We conducted a prospective cohort study (2022-2024) in Lao PDR of children aged one month to <15 years admitted with severe illness at two hospitals: Salavan Provincial Hospital (SPH) with NHI, and National Children’s Hospital (NCH) without NHI, with two-month follow-up post-discharge. Illness-related direct and indirect costs were collected. We calculated household out-of-pocket (OOP) costs, impoverishment and catastrophic health expenditure (CHE, >10% annual household expenditure) rates and analysed relative risk (RR) of CHE by socioeconomic status.

200 participants were recruited from each hospital with demographic differences observed between hospitals in urban residence (NCH 87.0%, SPH 14.5%), maternal education (primary level: NCH 95.9%, SPH 76.3%) and wealth status (wealthiest quintile: NCH 79.0%, SPH 20.5%).

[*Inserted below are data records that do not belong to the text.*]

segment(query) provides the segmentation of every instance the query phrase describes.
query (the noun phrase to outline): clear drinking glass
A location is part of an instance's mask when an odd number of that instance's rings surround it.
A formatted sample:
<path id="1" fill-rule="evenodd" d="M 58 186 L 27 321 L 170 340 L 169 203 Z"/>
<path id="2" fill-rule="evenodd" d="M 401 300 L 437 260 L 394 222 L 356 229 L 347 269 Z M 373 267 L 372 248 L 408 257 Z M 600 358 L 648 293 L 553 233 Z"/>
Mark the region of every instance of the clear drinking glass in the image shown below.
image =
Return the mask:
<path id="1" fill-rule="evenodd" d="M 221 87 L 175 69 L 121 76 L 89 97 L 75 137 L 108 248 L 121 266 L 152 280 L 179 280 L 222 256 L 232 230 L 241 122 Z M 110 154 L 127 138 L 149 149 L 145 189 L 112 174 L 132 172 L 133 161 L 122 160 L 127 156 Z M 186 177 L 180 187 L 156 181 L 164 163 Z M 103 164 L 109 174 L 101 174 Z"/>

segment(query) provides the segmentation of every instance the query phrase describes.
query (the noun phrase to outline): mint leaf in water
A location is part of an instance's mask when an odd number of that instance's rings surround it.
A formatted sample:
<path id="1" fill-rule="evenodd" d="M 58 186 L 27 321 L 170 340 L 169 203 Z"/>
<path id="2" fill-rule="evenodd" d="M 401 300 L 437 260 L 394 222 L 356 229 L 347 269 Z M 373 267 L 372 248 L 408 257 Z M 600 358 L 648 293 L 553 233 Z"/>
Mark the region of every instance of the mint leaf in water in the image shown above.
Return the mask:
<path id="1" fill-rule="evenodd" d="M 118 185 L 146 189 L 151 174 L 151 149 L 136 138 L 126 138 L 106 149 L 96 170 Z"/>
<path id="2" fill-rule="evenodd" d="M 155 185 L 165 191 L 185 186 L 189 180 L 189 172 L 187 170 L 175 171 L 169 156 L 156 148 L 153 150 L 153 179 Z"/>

Median household OOP costs were higher at NCH (USD290.6 [IQR 206.9–422.9]) compared to SPH (USD92.4 [IQR 56.3–52.9]). Impoverishment at two months post-discharge was 0.5% (95%CI 0.0-3.0) at NCH and 10.2% (95%CI 6.2-15.4) at SPH. CHE rates were 34.5% (95%CI 27.9-41.1) at NCH and 26.0% (95%CI 19.9-32.1) at SPH, with higher RR in the poorest versus wealthiest households (NCH: RR 6.6, 95%CI 4.5-9.5; SPH: RR 4.9, 95%CI 1.7-13.7) and households with no formal maternal education versus secondary education (NCH: RR 2.6, 95%CI 1.2-5.5; SPH: RR 4.6, 95%CI 1.92-11.1).

Direct medical costs were lower where NHI is available, but total household OOP costs and CHE rates were high at both hospitals, particularly among disadvantaged households. Additional interventions are required to prevent severe illness and provide financial protection for socioeconomically disadvantaged groups to reduce health-related economic burden on households in Lao PDR.